Green Park | Griffin Theatre Company

Image by Wendell Teodoro

Two strangers meet in a park ostensibly for a simple hook-up. But they each want something from the other and they aren’t being entirely honest about it either. As darkness falls and the sounds of evening traffic creeps in, the carefully hidden aspects of their lives begin to infiltrate their rendezvous and unsettle their strange acquaintance.

The script by Elias Jamieson Brown was a private encounter meant to be eavesdropped on by the audience through the use of microphones and individual headphones. This maintained the facade of privacy to the characters’ conversation while making sure every misplaced word was witnessed. Set in Green Park, the story picks up on Sydney’s history of cruising and clandestine meetings between gay men with references to the famed Wall just up the hill from the park. But the setting was equally informed by the haunted history of the nearby St Vincent’s Hospital, Sydney Jewish Museum, and the National Art School. Over the course of the evening, this simple meeting became entangled in much older stories of violence and persecution.

Edin (Joseph Althouse) is a young man, pretending to be younger, looking for a bit of fun to distract himself. Warren (Steve Le Marquand) is a married man on a business trip to Sydney indulging in the secret second life he keeps in the city. So neither is looking for more than an evening but a series of mishaps embroils them each more deeply into each others’ lives and forming a kind of bittersweet relief as they make their confessions.

The direction from Declan Greene honoured the push and pull of the private and public, the contemporary and historical with a well-balanced pacing that followed the characters’ emotional rollercoasters quickly but believably. In the tight dialogue, it was easy to slip into argument or misunderstanding but the characters were each rendered well enough to keep the audience on side. The sound design by David Bergman introduced a less organic element to the outdoor performance with ominous droning that blurred the distinction between reality and memory as the characters encountered past traumas buried in the setting.

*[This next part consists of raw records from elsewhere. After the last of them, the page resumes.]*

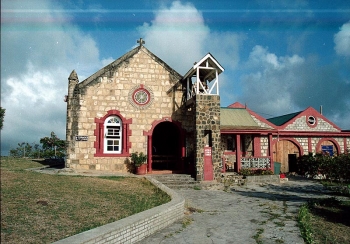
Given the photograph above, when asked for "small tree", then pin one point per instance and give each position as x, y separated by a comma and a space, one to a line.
53, 147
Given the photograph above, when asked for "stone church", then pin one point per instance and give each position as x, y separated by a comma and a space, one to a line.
139, 104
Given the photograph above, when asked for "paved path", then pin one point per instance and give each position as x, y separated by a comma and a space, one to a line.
249, 214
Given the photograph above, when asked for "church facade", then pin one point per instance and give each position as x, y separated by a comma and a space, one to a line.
140, 104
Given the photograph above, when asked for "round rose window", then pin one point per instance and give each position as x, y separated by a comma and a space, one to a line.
141, 96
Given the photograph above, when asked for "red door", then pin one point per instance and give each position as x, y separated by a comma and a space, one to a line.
208, 164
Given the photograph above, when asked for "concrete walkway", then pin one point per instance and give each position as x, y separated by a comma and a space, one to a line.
242, 214
248, 214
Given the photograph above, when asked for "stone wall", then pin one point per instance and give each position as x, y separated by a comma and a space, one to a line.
110, 90
207, 111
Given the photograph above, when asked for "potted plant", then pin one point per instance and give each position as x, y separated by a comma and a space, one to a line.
139, 160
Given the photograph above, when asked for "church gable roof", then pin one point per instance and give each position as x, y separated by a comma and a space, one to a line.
307, 120
236, 118
105, 71
280, 120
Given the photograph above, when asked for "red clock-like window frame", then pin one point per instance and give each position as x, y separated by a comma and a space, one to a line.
311, 121
141, 96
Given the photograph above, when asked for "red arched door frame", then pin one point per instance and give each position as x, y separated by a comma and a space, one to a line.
149, 134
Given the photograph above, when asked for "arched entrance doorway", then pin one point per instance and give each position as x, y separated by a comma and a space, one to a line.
166, 148
286, 152
329, 146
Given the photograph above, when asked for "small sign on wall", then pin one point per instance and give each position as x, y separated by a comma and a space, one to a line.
81, 138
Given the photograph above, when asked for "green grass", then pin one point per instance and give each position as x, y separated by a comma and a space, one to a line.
42, 208
325, 221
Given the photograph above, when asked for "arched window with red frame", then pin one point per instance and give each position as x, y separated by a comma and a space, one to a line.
112, 135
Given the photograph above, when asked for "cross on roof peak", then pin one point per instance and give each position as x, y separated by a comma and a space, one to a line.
141, 41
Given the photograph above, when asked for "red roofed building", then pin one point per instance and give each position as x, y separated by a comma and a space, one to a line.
280, 139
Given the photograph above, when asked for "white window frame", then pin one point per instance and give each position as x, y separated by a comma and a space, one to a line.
113, 136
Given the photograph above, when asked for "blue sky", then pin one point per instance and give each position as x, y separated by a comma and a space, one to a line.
279, 56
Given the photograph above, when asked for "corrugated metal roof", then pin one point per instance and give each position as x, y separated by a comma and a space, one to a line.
237, 118
280, 120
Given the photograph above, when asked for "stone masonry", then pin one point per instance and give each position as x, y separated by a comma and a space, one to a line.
109, 90
207, 112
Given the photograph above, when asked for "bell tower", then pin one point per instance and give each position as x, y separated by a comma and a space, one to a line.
202, 97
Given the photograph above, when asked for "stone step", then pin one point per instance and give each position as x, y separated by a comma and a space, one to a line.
177, 181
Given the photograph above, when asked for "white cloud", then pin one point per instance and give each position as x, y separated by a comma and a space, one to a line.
342, 40
269, 81
176, 33
37, 58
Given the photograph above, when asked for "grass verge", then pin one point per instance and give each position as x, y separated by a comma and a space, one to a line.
42, 208
325, 221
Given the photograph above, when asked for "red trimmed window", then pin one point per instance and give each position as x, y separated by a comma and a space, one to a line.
112, 135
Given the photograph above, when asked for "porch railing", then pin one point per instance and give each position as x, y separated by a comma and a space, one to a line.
256, 162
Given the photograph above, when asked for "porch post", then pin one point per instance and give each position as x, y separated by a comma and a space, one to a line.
238, 152
271, 153
149, 154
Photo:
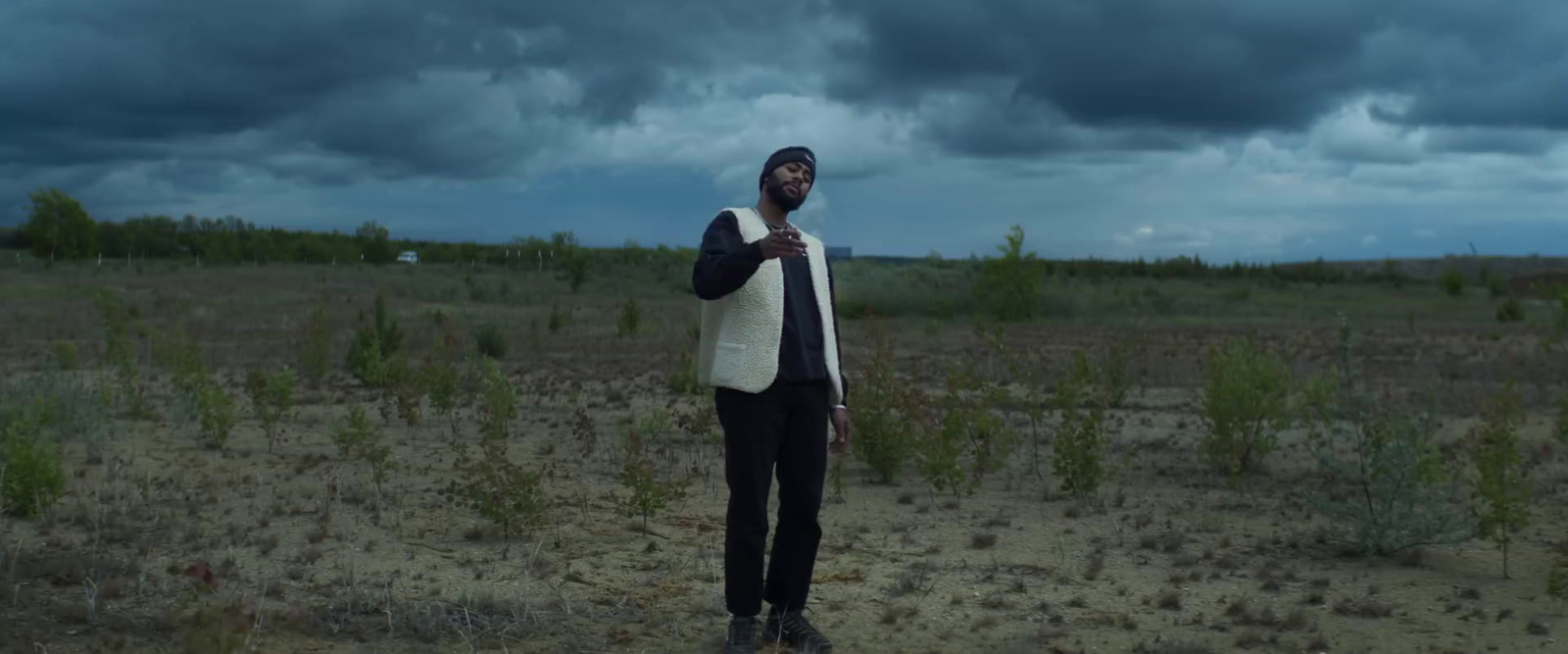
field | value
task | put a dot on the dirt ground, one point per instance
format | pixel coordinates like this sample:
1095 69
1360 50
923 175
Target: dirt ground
318 560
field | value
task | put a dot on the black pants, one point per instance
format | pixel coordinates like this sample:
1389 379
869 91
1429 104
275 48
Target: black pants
788 427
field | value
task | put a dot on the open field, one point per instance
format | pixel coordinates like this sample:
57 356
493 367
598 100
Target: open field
311 552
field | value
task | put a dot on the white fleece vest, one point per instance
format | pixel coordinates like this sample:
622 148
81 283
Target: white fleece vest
739 347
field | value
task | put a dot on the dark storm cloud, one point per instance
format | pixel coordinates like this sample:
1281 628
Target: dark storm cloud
1212 66
133 80
333 91
1026 127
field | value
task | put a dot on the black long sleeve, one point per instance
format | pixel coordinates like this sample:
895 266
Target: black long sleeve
725 261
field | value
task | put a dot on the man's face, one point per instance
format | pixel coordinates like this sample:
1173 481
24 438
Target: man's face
789 185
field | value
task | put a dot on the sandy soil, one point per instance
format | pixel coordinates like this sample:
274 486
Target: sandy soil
318 562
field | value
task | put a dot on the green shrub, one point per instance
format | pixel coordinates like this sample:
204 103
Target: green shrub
31 476
1082 434
216 413
67 355
355 433
1393 491
1010 284
1501 478
885 439
1246 405
271 400
493 485
984 436
629 321
1557 576
498 402
650 494
373 347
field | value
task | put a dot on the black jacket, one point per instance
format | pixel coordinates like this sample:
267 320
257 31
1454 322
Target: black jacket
725 264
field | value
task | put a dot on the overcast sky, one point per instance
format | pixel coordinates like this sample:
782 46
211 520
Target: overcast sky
1233 128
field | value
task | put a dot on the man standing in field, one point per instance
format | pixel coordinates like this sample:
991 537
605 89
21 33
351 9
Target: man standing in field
770 350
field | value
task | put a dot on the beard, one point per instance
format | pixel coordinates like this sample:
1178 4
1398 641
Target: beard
781 198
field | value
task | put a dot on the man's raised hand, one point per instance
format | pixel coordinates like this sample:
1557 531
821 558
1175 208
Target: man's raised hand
781 243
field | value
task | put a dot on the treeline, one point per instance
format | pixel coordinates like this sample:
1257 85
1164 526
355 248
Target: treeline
59 227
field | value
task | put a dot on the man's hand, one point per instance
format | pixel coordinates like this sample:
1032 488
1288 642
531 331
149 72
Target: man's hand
841 430
781 243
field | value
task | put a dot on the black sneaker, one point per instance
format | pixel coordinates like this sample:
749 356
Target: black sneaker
792 629
742 635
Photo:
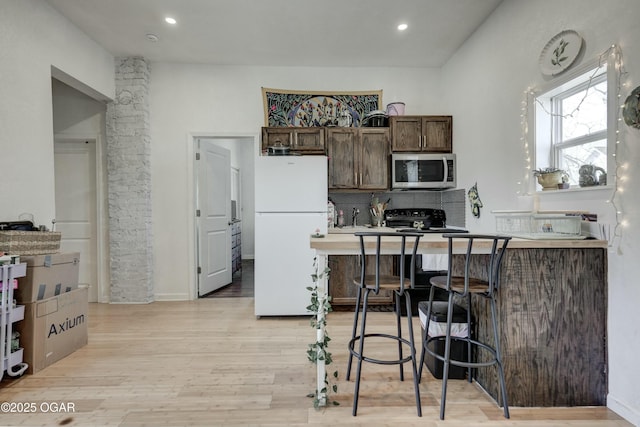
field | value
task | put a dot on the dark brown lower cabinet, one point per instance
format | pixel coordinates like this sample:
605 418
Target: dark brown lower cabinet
552 309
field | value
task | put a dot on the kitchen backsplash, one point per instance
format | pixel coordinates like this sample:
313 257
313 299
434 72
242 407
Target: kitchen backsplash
453 202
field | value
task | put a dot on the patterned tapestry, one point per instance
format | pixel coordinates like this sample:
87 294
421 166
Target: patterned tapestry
308 109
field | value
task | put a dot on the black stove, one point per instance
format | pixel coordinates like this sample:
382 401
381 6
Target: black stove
425 220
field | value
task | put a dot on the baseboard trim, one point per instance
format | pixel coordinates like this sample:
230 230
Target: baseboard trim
630 414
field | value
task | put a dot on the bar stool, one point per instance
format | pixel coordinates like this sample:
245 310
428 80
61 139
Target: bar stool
397 243
463 287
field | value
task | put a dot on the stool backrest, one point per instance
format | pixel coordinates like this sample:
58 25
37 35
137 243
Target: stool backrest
396 243
493 245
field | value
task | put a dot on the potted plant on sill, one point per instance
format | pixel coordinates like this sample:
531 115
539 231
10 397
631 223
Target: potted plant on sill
550 177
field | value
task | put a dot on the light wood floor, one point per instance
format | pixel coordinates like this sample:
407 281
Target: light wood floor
211 362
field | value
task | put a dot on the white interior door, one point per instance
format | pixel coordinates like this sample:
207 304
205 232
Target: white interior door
214 222
76 213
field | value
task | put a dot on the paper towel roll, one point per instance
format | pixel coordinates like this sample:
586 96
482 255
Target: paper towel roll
435 262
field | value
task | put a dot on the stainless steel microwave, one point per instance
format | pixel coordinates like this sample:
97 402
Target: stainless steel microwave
423 171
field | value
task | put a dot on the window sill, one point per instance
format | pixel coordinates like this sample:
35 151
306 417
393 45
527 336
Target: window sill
576 189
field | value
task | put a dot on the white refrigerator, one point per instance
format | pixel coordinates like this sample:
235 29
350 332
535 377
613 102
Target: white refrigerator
291 204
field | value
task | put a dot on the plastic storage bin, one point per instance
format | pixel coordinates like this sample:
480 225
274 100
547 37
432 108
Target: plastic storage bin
437 326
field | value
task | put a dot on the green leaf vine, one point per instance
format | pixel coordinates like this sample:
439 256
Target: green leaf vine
319 350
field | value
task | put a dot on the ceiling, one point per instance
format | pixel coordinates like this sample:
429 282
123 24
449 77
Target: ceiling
333 33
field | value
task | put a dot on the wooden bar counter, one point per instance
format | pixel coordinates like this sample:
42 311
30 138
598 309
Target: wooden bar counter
552 308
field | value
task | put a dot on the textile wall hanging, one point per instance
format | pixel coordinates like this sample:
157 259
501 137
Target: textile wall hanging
309 109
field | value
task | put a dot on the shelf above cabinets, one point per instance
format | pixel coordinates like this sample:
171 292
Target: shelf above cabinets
309 140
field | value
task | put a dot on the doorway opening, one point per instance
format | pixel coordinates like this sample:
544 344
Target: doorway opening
236 213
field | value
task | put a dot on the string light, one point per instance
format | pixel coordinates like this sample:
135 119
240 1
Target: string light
529 98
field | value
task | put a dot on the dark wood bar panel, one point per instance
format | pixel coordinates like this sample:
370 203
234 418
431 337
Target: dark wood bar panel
552 310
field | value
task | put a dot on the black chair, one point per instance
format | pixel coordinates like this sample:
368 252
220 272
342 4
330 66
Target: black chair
464 287
372 243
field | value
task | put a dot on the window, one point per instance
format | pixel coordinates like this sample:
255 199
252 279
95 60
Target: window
572 122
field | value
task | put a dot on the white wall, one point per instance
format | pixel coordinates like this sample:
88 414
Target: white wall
190 99
33 38
484 85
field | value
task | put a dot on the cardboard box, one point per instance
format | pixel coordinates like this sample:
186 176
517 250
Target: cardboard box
54 328
47 276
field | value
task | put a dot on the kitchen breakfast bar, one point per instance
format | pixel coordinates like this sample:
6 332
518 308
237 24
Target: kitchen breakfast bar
552 308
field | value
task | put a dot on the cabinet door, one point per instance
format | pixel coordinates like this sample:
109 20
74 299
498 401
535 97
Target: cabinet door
344 268
343 158
374 159
437 134
275 136
406 133
308 140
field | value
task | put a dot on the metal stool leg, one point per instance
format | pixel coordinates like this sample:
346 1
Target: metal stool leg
503 387
399 332
360 352
469 345
425 332
412 346
354 329
447 356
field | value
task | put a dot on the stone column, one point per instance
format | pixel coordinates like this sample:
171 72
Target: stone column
129 181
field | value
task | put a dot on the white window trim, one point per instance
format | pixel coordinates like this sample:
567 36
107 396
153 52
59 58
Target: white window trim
539 121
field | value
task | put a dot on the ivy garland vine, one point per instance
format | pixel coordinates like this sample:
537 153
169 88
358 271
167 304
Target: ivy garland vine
319 350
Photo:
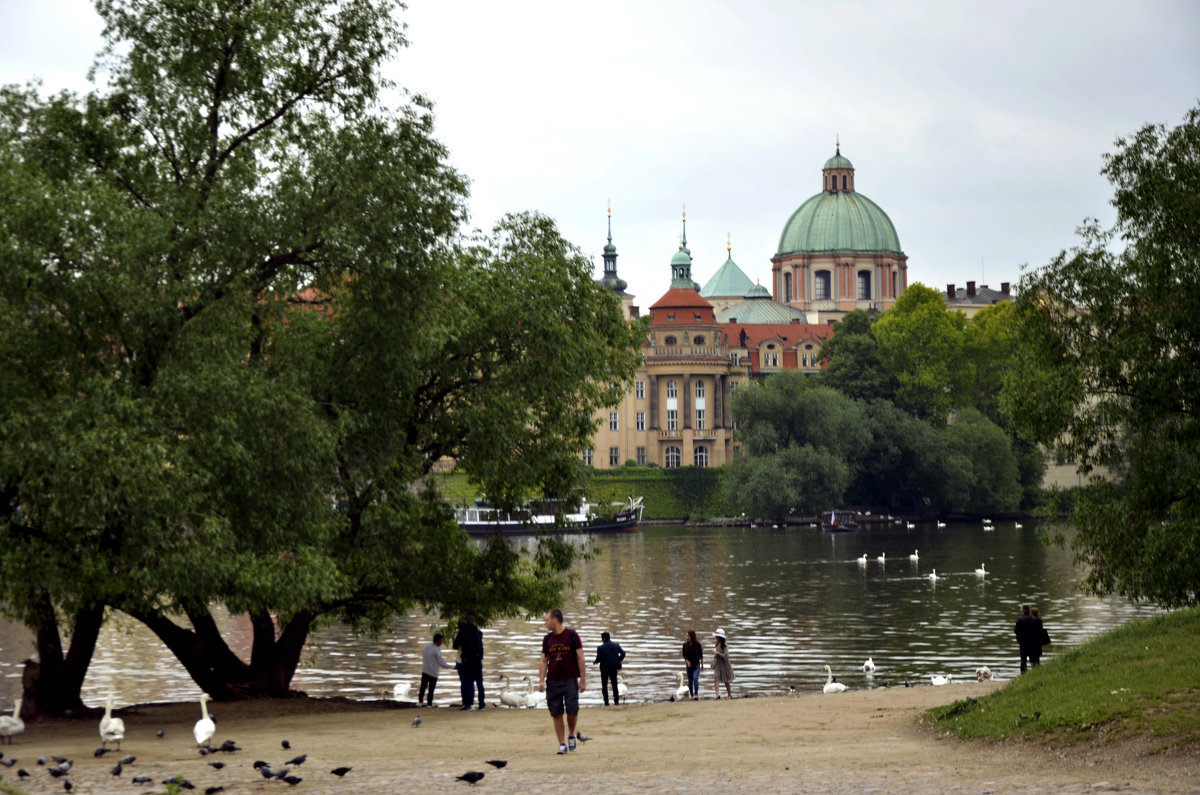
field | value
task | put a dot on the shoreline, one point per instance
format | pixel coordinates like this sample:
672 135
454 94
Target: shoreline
850 742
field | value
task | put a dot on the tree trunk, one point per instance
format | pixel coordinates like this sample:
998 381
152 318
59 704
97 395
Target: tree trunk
222 674
52 686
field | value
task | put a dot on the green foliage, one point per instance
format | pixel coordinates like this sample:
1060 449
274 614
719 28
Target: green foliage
922 345
239 326
1107 372
1137 680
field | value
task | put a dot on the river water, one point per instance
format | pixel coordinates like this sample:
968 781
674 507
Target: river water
790 601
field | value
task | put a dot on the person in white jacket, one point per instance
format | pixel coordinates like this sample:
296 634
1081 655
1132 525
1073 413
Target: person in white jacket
432 662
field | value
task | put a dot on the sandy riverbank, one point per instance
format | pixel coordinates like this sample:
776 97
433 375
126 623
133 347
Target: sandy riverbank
851 742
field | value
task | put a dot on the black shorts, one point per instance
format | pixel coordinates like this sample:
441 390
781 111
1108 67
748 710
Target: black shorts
563 695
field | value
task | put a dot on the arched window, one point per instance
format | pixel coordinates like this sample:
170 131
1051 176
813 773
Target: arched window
863 285
823 285
672 458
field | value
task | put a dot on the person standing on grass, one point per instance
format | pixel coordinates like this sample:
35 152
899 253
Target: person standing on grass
723 671
694 656
432 662
609 657
562 676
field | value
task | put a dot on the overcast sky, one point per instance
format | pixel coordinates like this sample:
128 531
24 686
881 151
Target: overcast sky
978 127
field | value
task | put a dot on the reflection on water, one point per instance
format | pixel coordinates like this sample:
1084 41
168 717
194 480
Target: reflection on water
790 601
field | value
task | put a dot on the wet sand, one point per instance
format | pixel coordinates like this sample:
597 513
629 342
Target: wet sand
851 742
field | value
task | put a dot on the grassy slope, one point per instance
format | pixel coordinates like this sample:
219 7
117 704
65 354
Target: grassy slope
1141 679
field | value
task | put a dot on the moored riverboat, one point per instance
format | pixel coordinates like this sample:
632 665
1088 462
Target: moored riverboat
483 519
840 521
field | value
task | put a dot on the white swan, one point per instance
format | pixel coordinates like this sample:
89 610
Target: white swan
11 724
682 692
509 698
533 698
204 728
111 729
832 686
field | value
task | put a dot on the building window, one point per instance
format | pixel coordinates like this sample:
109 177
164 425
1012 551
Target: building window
672 458
864 286
823 285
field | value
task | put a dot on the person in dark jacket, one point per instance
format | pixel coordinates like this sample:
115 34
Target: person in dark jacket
469 645
1029 638
609 657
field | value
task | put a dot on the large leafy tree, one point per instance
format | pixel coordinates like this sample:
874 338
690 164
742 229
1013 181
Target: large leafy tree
1110 335
240 329
802 444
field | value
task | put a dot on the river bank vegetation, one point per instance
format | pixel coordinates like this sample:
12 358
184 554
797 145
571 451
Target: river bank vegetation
1140 680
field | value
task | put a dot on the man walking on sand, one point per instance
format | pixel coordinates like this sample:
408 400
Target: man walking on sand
561 675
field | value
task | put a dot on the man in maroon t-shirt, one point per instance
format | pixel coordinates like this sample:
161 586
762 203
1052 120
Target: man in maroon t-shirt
561 675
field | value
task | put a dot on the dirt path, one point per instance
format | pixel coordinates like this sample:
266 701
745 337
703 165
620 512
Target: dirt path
851 742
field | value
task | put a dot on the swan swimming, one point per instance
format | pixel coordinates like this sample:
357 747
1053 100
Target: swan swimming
832 686
682 693
111 729
204 728
11 724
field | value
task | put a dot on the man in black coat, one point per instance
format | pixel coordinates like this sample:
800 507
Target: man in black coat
609 656
469 645
1029 638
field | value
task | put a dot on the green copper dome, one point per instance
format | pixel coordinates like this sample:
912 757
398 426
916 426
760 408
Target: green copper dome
839 221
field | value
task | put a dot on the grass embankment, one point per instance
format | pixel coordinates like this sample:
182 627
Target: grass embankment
1140 680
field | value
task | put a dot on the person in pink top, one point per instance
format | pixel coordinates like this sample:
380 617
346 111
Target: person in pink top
562 676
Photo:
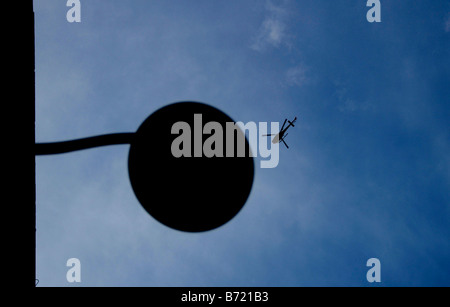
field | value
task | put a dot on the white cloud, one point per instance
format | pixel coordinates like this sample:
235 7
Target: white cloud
273 31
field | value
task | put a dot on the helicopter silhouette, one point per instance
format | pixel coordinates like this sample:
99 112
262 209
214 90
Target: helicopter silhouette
280 136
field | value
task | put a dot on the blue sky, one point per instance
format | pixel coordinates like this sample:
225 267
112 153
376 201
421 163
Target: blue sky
368 169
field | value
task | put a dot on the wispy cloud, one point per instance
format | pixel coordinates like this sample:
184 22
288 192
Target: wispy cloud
273 31
297 76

The dynamic between Althouse and Le Marquand volleyed between amicable, tense, and awkward as they struggled to navigate differing expectations. But even as they made mistakes and overstepped boundaries, the actors maintained an honest authenticity and subtle vulnerability that was compelling. Althouse was over-the-top and too laissez faire for Le Marquand’s straight-edge business man but they each had something to offer the other which kept them talking even as their facades crumbled.

Laying amongst the other audience members in a public park, ears tuned to one conversation amongst many, called into question the notion of a worthy story. Who’s to say Edin and Warren’s meeting was the most dramatic one in the park that night? What elevates one encounter above another? As everyone gathered their picnic blankets and wandered off into the night, the air hummed with the unwitnessed stories that were simply carried back home.

Green Park is running at Green Park from January 19th – 30th

Night Writes stands in solidarity with Palestinian people, activists, and BDS organisers as they call for a boycott of Sydney Festival 2022. Night Writes condemns the sponsorship of Sydney Festival by the Israeli Embassy as collaboration with an apartheid regime. By refusing to return the sponsorship, Sydney Festival has compromised itself and its programmed artists two years into a pandemic that has devastated the arts community. For more information and to sign the open letter, visit here. To read Griffin Theatre Company’s statement, visit here.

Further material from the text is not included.